Ratings will be calculated by the Zurich-based European Derivatives Group (EDG), an independent training and information provider for structured products. The system recognises five risk categories ranging from one (risk averse) to five (speculative), based on value at risk (VAR) figures. Assuming an investment sum of €10,000, a 99% confidence level and a 10-day holding period, risk class one comprises products for which VAR is between €0 and €250, risk class two includes products with VAR between €250 and €750, in risk class three fall products whose VAR lies between €750 and €1250, while class four and five include VAR figures of €1250- €1750 and €1750 – €10,000 respectively. The product ratings will also be modified depending on information availability, trading, costs and the credit rating of the issuer.

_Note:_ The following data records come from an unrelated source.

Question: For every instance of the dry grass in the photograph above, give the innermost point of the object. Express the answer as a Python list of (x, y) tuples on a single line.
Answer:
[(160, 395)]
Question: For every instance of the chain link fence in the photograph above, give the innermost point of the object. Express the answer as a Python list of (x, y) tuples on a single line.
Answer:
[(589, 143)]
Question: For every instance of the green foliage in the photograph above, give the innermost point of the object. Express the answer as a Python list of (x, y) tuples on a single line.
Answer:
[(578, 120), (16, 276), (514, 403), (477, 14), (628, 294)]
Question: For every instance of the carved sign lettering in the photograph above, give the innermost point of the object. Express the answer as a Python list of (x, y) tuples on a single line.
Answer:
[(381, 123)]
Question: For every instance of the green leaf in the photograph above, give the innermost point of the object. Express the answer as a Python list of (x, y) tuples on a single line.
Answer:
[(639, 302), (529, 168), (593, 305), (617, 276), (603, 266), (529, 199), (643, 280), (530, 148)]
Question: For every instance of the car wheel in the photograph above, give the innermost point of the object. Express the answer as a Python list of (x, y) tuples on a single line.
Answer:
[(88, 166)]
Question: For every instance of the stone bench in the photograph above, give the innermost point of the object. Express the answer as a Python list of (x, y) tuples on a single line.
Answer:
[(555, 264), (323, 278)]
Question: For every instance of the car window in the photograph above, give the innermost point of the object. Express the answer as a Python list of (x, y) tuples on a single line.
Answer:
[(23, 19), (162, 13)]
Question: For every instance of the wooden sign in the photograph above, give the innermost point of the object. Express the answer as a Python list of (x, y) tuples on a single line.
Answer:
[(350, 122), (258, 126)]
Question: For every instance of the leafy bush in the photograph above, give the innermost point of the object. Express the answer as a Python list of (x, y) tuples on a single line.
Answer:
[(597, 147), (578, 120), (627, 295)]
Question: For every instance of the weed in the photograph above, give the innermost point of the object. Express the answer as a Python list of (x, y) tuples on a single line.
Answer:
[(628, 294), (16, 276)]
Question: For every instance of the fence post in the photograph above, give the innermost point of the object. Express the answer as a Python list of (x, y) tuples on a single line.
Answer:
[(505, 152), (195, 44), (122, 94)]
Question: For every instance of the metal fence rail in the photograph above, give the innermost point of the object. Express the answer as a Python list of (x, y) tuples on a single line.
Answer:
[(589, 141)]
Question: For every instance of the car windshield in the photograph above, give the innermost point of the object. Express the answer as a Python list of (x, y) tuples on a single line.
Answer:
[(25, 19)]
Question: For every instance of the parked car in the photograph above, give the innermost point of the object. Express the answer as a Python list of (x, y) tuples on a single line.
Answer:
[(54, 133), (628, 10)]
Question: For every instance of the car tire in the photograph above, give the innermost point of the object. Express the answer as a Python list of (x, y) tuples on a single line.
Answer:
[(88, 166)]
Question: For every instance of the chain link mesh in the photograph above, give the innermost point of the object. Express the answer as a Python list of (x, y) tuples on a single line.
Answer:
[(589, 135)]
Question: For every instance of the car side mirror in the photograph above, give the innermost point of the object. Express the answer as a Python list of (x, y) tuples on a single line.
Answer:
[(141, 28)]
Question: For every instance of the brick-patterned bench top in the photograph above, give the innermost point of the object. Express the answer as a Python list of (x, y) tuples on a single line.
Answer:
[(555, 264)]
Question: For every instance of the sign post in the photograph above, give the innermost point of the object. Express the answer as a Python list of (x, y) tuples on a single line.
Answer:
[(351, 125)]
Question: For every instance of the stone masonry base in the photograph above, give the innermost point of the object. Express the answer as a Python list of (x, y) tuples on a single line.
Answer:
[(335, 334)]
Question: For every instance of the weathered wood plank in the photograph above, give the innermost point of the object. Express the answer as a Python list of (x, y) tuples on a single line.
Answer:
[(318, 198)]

While some of the factors influencing the ratings are expected to be fairly stable, such as information availability, which indicates the ease with which product information can be found on issuer’s websites, or the issuer's credit rating, changes in market parameters can have significant consequences for certificates. For that reason, the ratings will be updated on a monthly basis, with the possibility of shorter frequencies in extreme situations.
It is therefore possible that as, for example, market conditions deteriorate, a product will move from risk class one into risk class three, acting as a warning sign for fund managers. One example would be a bonus certificate, which is a barrier certificate with a bonus feature. If the barrier is knocked in, the certificate redeems in the shares in the underlying. In a falling market, as long as the certificate does not hit the barrier, its price will not change. However, the closer the market falls towards the barrier, the riskier the product becomes and at some point it could prove wise to sell the certificate. The rating will flag these increasing risk stages.
The certificate rating system has been developed at a number of German universities, including the Otto Beisheim School of Management in Vallendar. It is also promoted by the Deutscher Derivate Verband (DDV), the country’s derivatives association and, while it is not obligatory for German structured product providers to participate in the process, feedback from banks has so far been positive, according to the system’s developers. The system has been designed and is expected to be up and running by the middle of 2008.